“Rare events” are low frequency, high-severity problems that can have far-reaching consequences. Examples are insurance fraud, major stock market crashes, and disease epidemics.
Predicting and simulating such events is difficult but can be extremely valuable. Key challenges are typically the lack of historical data and the inapplicability of common statistical techniques. Two basic requirements of most analytics endeavors are the availability of known events and an understanding of their characteristics. In the case of rare events, we often have neither. Such issues have forced decision scientists to get creative and explore unconventional analysis methods.
Consider insurance fraud: insurance companies are prolific users of analytics, and classifying the severity of a claim has become a rather straightforward analytics exercise. That’s because there is plenty of data available on claim severity. Identifying a fraudulent claim, however, is a different story since the prevalence of fraud is much lower. Since there are more data points for the algorithm predicting severity than those for the algorithm predicting fraud, the data sets are imbalanced.
How can we fix this?

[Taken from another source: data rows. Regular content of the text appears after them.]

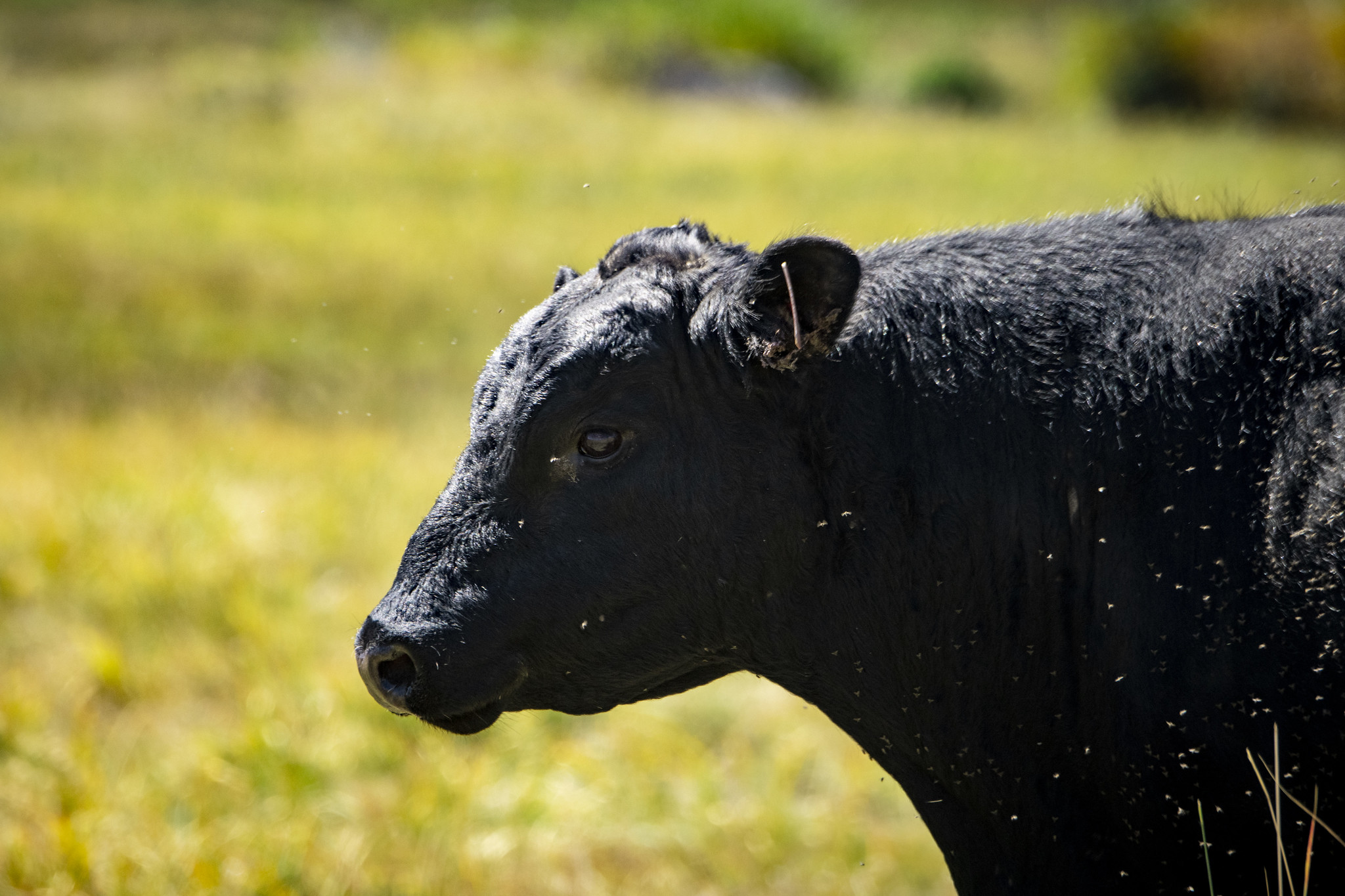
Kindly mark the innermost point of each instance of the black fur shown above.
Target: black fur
(1048, 517)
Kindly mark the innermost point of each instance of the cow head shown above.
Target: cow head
(631, 515)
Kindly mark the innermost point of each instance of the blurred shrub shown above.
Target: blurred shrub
(1273, 64)
(957, 82)
(725, 46)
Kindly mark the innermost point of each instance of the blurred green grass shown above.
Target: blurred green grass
(245, 288)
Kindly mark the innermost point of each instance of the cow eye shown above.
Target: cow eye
(599, 444)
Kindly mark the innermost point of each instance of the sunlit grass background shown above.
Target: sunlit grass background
(248, 276)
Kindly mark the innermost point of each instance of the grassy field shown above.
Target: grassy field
(244, 293)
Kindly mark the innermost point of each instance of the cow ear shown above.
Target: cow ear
(801, 295)
(564, 276)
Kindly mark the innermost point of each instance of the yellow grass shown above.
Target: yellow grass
(244, 295)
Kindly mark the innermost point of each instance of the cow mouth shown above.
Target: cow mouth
(481, 716)
(471, 721)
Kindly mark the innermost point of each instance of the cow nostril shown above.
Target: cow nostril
(397, 675)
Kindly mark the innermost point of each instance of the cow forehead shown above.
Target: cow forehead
(590, 320)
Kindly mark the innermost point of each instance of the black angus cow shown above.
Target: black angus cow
(1048, 517)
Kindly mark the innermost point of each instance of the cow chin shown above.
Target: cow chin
(470, 723)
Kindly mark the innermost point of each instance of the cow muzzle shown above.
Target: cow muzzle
(455, 691)
(389, 672)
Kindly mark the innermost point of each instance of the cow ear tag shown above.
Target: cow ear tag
(801, 293)
(564, 276)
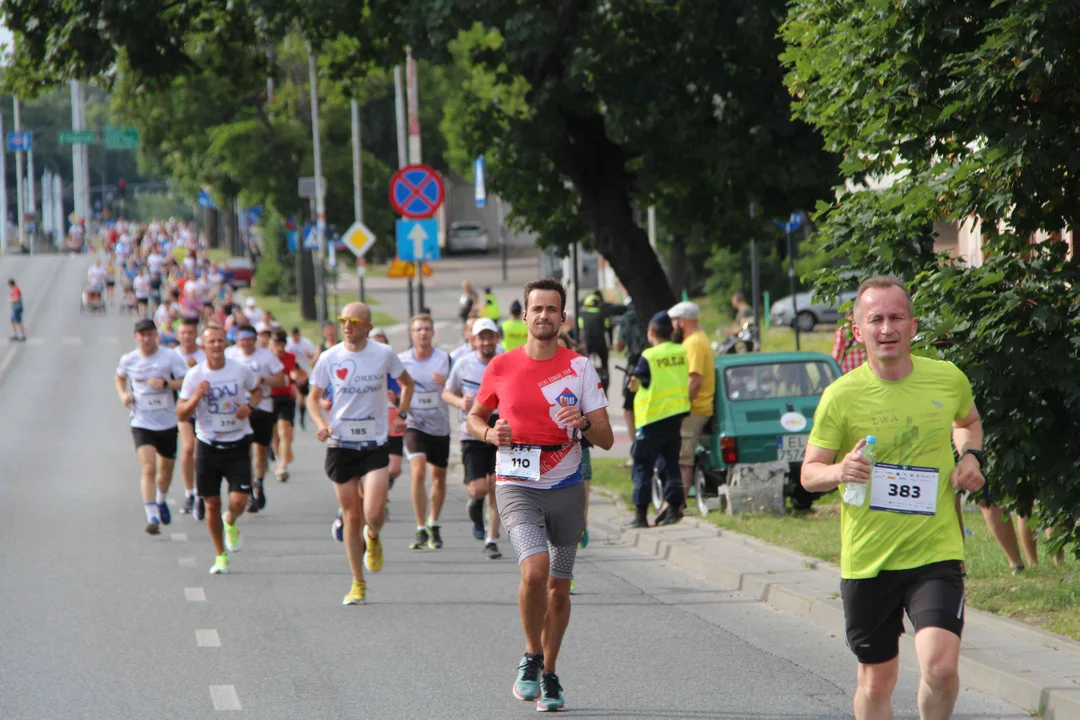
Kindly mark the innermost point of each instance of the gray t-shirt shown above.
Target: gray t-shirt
(428, 412)
(466, 376)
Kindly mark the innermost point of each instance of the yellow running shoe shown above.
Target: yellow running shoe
(356, 595)
(373, 554)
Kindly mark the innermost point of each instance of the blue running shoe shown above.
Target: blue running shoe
(527, 684)
(551, 697)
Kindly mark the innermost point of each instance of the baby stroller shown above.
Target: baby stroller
(93, 300)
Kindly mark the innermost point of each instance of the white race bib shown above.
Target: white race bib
(424, 401)
(223, 423)
(518, 463)
(356, 431)
(904, 489)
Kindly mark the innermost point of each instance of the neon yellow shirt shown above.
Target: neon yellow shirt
(700, 355)
(913, 422)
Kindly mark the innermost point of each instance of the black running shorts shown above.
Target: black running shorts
(230, 462)
(163, 440)
(435, 447)
(284, 408)
(874, 608)
(345, 464)
(478, 459)
(262, 426)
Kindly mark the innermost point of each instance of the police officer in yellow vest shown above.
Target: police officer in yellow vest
(514, 330)
(662, 401)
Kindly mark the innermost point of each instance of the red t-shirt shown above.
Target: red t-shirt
(288, 360)
(529, 393)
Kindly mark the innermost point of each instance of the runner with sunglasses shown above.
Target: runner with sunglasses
(355, 434)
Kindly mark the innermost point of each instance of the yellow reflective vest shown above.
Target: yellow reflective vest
(669, 391)
(515, 333)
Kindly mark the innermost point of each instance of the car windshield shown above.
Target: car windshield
(769, 380)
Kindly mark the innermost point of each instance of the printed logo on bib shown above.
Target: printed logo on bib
(424, 401)
(904, 489)
(518, 463)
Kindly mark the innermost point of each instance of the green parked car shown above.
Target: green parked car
(764, 412)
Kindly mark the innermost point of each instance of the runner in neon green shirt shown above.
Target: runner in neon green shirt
(901, 542)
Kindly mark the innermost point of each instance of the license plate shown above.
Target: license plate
(792, 448)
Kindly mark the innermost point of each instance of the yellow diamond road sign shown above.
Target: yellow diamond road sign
(359, 239)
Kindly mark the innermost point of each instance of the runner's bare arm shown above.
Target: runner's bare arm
(407, 386)
(476, 421)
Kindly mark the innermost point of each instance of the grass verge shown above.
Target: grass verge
(1045, 596)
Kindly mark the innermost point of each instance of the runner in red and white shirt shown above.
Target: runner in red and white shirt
(284, 404)
(548, 397)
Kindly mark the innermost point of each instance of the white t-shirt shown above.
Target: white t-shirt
(304, 350)
(428, 412)
(198, 354)
(264, 364)
(216, 412)
(153, 409)
(466, 376)
(96, 276)
(360, 417)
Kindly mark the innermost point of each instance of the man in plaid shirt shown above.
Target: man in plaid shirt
(847, 351)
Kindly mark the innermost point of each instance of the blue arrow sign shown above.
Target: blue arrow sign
(793, 223)
(19, 141)
(412, 233)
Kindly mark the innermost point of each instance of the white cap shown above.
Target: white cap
(684, 311)
(485, 324)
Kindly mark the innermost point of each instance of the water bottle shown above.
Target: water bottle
(854, 493)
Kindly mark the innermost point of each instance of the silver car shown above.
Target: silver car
(810, 311)
(467, 236)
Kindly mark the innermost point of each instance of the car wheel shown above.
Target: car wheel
(806, 321)
(658, 491)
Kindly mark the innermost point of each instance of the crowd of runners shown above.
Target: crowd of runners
(227, 395)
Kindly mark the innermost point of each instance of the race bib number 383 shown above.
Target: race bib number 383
(904, 489)
(518, 463)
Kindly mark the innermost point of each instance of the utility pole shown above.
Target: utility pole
(320, 190)
(19, 170)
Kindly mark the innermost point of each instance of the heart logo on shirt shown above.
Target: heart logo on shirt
(343, 370)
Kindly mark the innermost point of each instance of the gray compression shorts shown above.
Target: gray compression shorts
(543, 521)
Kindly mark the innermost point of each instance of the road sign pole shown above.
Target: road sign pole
(791, 281)
(3, 194)
(18, 180)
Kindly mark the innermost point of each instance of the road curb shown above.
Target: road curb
(980, 669)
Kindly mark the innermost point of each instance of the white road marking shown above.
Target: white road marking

There are three approaches to handling imbalanced datasets:
Data level: The data-level approach involves resampling to reduce class imbalance. The two commonly used sampling techniques include over-sampling and under-sampling. Over-sampling randomly duplicates the minority class samples, while under-sampling randomly discards the majority class samples in order to modify the class distribution. Both techniques have disadvantages: over-sampling may lead to over-fitting as it makes exact copies of the minority samples, while under-sampling may discard potentially useful majority samples. Thus, the data-level approach tends to be the least effective option, delivering minor changes in performance as compared to the algorithmic and ensemble methods.

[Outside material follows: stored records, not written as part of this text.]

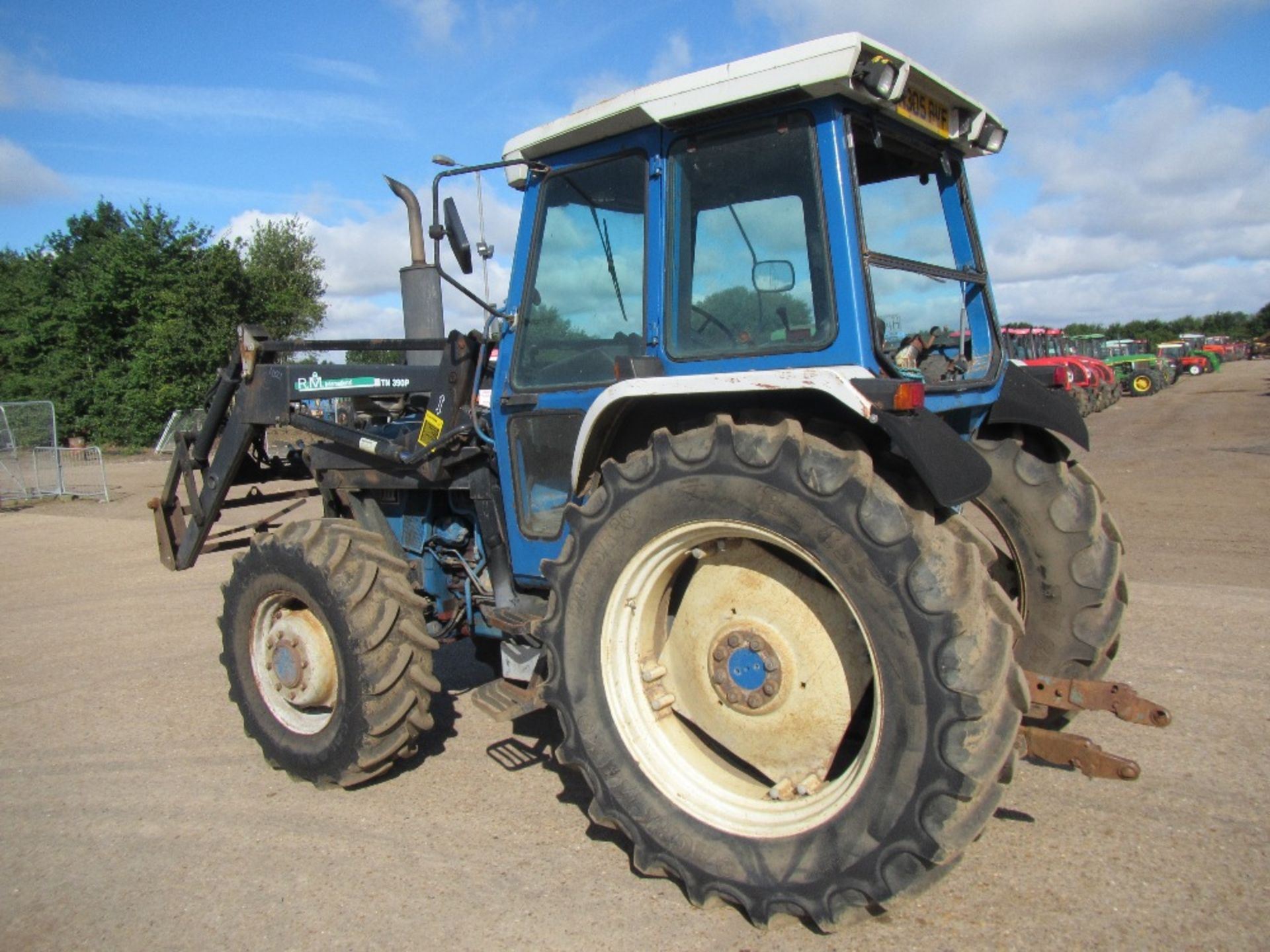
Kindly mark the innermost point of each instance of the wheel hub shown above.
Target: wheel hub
(746, 672)
(288, 663)
(295, 664)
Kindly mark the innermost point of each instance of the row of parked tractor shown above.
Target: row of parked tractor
(1096, 371)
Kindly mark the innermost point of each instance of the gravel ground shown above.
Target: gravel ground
(134, 813)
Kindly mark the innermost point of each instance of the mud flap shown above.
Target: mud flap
(951, 467)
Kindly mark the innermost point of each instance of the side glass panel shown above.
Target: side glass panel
(541, 450)
(929, 288)
(751, 272)
(586, 305)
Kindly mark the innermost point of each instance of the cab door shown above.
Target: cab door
(585, 299)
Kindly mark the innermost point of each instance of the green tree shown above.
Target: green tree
(124, 317)
(746, 313)
(284, 272)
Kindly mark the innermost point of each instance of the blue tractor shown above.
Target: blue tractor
(716, 510)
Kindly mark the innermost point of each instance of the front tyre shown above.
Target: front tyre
(325, 651)
(1060, 553)
(784, 681)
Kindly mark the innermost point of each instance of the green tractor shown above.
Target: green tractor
(1137, 368)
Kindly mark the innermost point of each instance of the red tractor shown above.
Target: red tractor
(1023, 346)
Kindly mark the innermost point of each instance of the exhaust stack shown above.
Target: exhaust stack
(421, 285)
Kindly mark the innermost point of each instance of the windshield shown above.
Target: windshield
(1091, 347)
(926, 280)
(586, 305)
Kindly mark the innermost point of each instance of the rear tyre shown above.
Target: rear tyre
(732, 614)
(1142, 383)
(1058, 554)
(325, 651)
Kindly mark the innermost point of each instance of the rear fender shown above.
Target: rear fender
(952, 470)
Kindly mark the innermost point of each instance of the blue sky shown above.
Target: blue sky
(1136, 182)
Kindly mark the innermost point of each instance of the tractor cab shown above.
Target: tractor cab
(740, 231)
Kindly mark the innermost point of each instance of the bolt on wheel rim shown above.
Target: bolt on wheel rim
(294, 664)
(726, 682)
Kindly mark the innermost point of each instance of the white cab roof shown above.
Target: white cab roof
(810, 70)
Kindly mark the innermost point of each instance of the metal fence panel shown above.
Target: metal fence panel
(80, 471)
(32, 465)
(12, 483)
(179, 422)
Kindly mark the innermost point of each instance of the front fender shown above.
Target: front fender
(1024, 400)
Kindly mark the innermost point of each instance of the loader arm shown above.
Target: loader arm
(254, 391)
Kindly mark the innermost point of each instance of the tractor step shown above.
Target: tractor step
(505, 701)
(1071, 749)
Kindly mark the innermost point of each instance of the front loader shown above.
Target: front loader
(710, 513)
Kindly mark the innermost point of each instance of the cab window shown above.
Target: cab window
(926, 280)
(747, 231)
(585, 306)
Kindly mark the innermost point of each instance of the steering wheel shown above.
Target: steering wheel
(712, 319)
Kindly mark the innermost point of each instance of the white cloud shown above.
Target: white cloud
(1141, 292)
(600, 87)
(365, 254)
(1166, 179)
(23, 88)
(24, 179)
(435, 19)
(1005, 51)
(338, 69)
(673, 60)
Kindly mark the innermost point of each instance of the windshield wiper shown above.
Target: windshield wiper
(603, 243)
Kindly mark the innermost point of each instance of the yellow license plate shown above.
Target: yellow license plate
(926, 111)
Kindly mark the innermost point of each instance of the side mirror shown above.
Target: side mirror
(773, 277)
(458, 235)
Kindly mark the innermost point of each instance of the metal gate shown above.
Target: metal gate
(32, 465)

Algorithmic level: The algorithmic-level approach leverages machine-learning algorithms modified to accommodate imbalanced data. It compensates for the skew by assigning weights to respective classes, introducing biases and penalty constants. Examples of algorithmic methods for handling imbalance are one-class learning, cost-sensitive learning, recognition-based approaches, and kernel-based learning, such as support vector machine (SVM). Applying an algorithmic approach alone is not preferred because the size of the data and event-to-non-event imbalance ratio are often high. Thus, we recommend focusing on new techniques that combine sampling and algorithmic approaches.
Ensemble methods: Ensemble methods involve a mixture-of-experts approach. These methods combine algorithmic and data approaches to incorporate different misclassification costs for each class in the learning phase. The two most popular ensemble learning algorithms are Boosting and Bagging. Boosting algorithms seek to improve classifier accuracy by reweighting misclassified samples. Bagging, which stands for Bootstrap Aggregating, is a process in which bootstrap samples are drawn randomly with replacement.

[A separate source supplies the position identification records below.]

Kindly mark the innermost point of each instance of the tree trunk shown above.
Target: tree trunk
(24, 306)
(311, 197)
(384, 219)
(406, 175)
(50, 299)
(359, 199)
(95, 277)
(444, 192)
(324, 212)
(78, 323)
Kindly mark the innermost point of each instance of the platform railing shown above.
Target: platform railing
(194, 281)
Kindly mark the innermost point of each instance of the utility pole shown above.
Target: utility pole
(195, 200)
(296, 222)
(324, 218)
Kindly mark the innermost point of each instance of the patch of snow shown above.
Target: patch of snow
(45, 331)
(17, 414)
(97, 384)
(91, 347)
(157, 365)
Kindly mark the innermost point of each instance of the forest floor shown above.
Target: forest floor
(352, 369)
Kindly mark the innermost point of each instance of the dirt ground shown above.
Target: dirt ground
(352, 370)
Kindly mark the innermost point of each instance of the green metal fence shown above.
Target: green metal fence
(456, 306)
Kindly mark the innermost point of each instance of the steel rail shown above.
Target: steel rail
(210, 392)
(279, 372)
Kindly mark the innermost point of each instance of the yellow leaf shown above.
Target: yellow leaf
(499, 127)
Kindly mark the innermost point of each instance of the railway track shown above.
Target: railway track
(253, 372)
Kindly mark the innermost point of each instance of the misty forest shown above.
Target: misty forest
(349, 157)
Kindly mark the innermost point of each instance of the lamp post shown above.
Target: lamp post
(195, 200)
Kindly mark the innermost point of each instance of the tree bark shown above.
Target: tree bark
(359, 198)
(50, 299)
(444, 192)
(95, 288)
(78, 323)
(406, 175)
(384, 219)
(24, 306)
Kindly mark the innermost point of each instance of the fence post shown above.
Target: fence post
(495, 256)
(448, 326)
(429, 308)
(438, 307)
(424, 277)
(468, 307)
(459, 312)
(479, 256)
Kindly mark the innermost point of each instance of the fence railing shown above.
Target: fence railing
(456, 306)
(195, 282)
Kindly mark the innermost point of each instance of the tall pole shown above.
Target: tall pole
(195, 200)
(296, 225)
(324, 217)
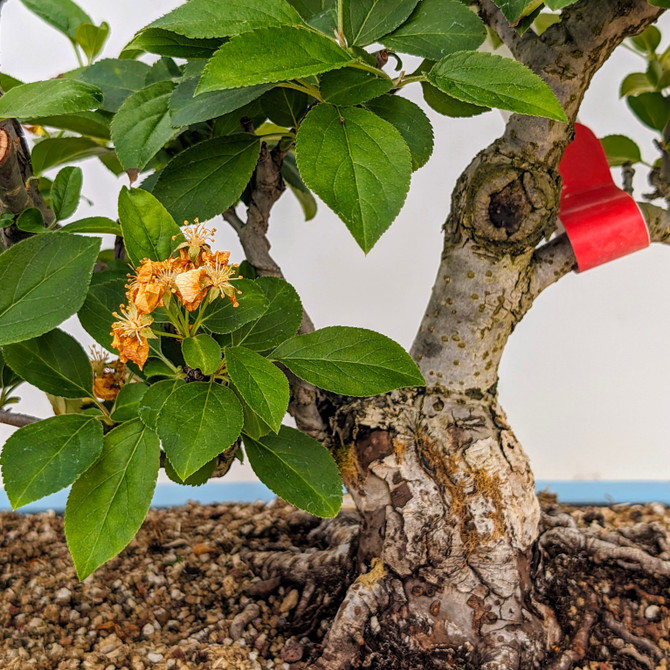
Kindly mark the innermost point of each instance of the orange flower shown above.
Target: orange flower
(131, 335)
(152, 280)
(192, 287)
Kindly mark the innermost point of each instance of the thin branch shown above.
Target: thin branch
(550, 262)
(492, 16)
(18, 420)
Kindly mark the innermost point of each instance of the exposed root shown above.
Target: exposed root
(574, 541)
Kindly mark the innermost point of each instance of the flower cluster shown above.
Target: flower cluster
(194, 274)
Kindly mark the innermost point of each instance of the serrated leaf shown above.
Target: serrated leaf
(63, 15)
(437, 28)
(653, 109)
(45, 457)
(142, 125)
(358, 164)
(222, 317)
(128, 402)
(91, 38)
(492, 81)
(108, 503)
(447, 105)
(349, 361)
(203, 353)
(167, 43)
(66, 191)
(43, 281)
(46, 98)
(95, 314)
(350, 86)
(54, 363)
(198, 478)
(94, 124)
(148, 229)
(154, 399)
(207, 178)
(186, 108)
(410, 121)
(365, 21)
(280, 320)
(298, 469)
(54, 151)
(94, 224)
(223, 18)
(196, 423)
(116, 78)
(262, 385)
(285, 106)
(620, 150)
(276, 54)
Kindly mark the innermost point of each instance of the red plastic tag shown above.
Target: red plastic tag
(601, 221)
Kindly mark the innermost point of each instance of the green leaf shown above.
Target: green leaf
(620, 150)
(43, 281)
(447, 105)
(207, 178)
(223, 18)
(154, 399)
(292, 177)
(349, 361)
(45, 457)
(262, 385)
(94, 124)
(198, 478)
(197, 422)
(91, 38)
(285, 106)
(298, 469)
(410, 121)
(203, 353)
(186, 108)
(350, 86)
(167, 43)
(31, 221)
(66, 191)
(365, 21)
(648, 40)
(148, 229)
(94, 224)
(437, 28)
(222, 317)
(653, 109)
(54, 363)
(54, 151)
(46, 98)
(271, 55)
(128, 402)
(358, 164)
(280, 320)
(513, 9)
(95, 314)
(63, 15)
(142, 125)
(492, 81)
(108, 503)
(117, 79)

Ensemble approaches rely on combining a large number of relatively weak and simple models to obtain a stronger ensemble prediction. The most prominent examples of such machine-learning ensemble techniques are random forests, neural network ensembles, and Gradient Boosting Machines (GBMs), which have found many successful applications in different domains. Ensemble techniques like random forest and neural networks rely on simple averaging of models in the ensemble, whereas GBMs are based on a constructive strategy of ensemble formation. The main idea of boosting is to add new models to the ensemble sequentially. GBMs are applicable for a set of real-world practical applications and provide excellent results in terms of accuracy and generalization.
There are two schools of thought on big data analytics approaches for rare events: businesses should develop highly evolved models that help predict and prevent these events, and the other is to develop systemic mechanisms to negate the effect of these events. An airline, for instance, could benefit from reorganizing its fleet in response to natural calamities. In contrast, a pharmaceutical organization could maintain a high safety stock to deal with epidemic outbreaks.
In a world of great uncertainty, ensuring you have the analytical models for rare events is required to create a more responsive, resilient, and profitable business. Act now.